No mês passado, o Governo chinês lembrou em público pela primeira vez que tem autoridade legal para mobilizar o Exército Popular de Libertação para conter os protestos se isso for solicitado pelo Executivo local, com base no artigo 14 da Lei Básica que regula o território. Essa insinuação, feita inicialmente pelo Ministério da Defesa, foi reiterada pelo chefe da guarnição do Exército em Hong Kong, assim como pela publicação de um polêmico vídeo promocional que mostra as forças militares fazendo exercícios para dispersar manifestações.
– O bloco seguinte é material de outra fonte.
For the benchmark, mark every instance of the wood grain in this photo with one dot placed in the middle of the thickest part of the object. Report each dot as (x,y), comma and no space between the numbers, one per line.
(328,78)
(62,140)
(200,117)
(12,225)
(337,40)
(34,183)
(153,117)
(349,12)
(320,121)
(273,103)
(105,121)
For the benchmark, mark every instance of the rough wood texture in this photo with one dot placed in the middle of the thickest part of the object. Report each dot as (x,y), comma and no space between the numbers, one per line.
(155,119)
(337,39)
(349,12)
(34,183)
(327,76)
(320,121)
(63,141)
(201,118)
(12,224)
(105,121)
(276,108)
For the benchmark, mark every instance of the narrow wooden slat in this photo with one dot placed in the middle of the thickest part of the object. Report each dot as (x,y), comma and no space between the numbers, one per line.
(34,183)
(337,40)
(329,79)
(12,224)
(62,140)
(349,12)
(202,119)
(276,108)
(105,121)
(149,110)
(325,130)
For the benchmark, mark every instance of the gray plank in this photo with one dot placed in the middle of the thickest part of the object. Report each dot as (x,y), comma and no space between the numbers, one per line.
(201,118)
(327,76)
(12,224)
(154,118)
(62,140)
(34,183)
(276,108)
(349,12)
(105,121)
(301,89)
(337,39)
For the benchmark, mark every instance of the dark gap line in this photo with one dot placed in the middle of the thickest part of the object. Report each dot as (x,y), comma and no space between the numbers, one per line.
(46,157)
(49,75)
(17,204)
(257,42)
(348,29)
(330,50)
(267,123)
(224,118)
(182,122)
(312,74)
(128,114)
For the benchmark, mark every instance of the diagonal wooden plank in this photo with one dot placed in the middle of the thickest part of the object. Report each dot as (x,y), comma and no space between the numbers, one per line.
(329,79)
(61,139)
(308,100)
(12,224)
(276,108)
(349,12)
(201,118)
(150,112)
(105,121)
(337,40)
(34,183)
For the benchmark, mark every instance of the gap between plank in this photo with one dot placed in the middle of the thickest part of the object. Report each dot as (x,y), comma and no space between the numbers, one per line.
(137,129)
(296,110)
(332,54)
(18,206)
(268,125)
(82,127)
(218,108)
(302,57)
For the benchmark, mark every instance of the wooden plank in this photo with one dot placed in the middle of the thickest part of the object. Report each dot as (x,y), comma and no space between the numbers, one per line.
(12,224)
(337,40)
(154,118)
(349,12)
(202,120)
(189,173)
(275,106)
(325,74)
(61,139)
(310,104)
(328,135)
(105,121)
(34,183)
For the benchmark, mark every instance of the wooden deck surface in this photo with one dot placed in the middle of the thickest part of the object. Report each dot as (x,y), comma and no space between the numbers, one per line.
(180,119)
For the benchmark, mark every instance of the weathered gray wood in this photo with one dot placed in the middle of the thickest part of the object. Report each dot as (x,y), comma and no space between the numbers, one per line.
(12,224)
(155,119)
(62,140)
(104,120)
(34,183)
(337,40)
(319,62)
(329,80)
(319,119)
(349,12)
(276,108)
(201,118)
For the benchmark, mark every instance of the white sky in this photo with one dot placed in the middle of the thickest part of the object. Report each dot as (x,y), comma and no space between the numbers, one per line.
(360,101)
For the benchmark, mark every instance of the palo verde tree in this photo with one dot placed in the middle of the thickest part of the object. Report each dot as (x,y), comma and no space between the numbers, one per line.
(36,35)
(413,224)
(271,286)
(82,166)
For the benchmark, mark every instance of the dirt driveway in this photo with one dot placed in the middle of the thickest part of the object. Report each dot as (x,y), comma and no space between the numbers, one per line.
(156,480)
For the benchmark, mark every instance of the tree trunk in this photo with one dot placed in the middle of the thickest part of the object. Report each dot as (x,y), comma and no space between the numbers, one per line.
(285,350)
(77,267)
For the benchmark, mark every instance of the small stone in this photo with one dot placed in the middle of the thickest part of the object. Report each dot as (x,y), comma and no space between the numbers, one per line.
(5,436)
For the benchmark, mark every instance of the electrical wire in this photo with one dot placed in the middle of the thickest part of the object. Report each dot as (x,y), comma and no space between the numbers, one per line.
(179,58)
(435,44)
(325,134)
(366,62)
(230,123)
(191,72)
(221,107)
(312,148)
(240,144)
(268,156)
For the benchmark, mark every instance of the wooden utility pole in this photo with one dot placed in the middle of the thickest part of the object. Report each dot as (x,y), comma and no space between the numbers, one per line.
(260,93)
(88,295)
Os manifestantes não se intimidaram, pelo contrário. A Frente Civil de Direitos Humanos, a mesma organização que convocou as grandes marchas que reuniram mais de um milhão de pessoas no mês passado, anunciou mais uma para este domingo. “A marcha de domingo deve reunir um milhão de pessoas”, assegurou no Facebook a deputada pró-democracia Claudia Mo. “O povo de Hong Kong não pode ser vencido.” As autoridades não deram autorização para o percurso, limitando-se a permitir uma concentração no parque Victoria. Por isso, é provável que no 11º fim de semana consecutivo de protestos voltem a ocorrer confrontos entre manifestantes e forças de segurança.
Rupert Hogg, CEO da companhia aérea de Hong Kong Cathay Pacific, anunciou sua renúncia nesta sexta-feira, dois dias depois de ser noticiada a demissão de dois pilotos da empresa por participarem nos protestos das últimas semanas. “Estas semanas têm sido complicadas para a companhia e o correto é que Paul [Loo, diretor comercial e de vendas] e eu assumamos a responsabilidade como líderes da empresa”, afirmou Hogg em um comunicado.
O presidente da empresa, John Slosar, elogiou o trabalho de Hogg, mas apontou que os recentes acontecimentos afetaram a reputação e a marca da Cathay. “Por isso, acreditamos que é hora de ter uma nova equipe gestora que possa reconquistar a confiança e liderar a companhia em direção a novas metas. A Cathay Pacific está totalmente comprometida com o princípio de ‘um país, dois sistemas’”, assinalou Slosar.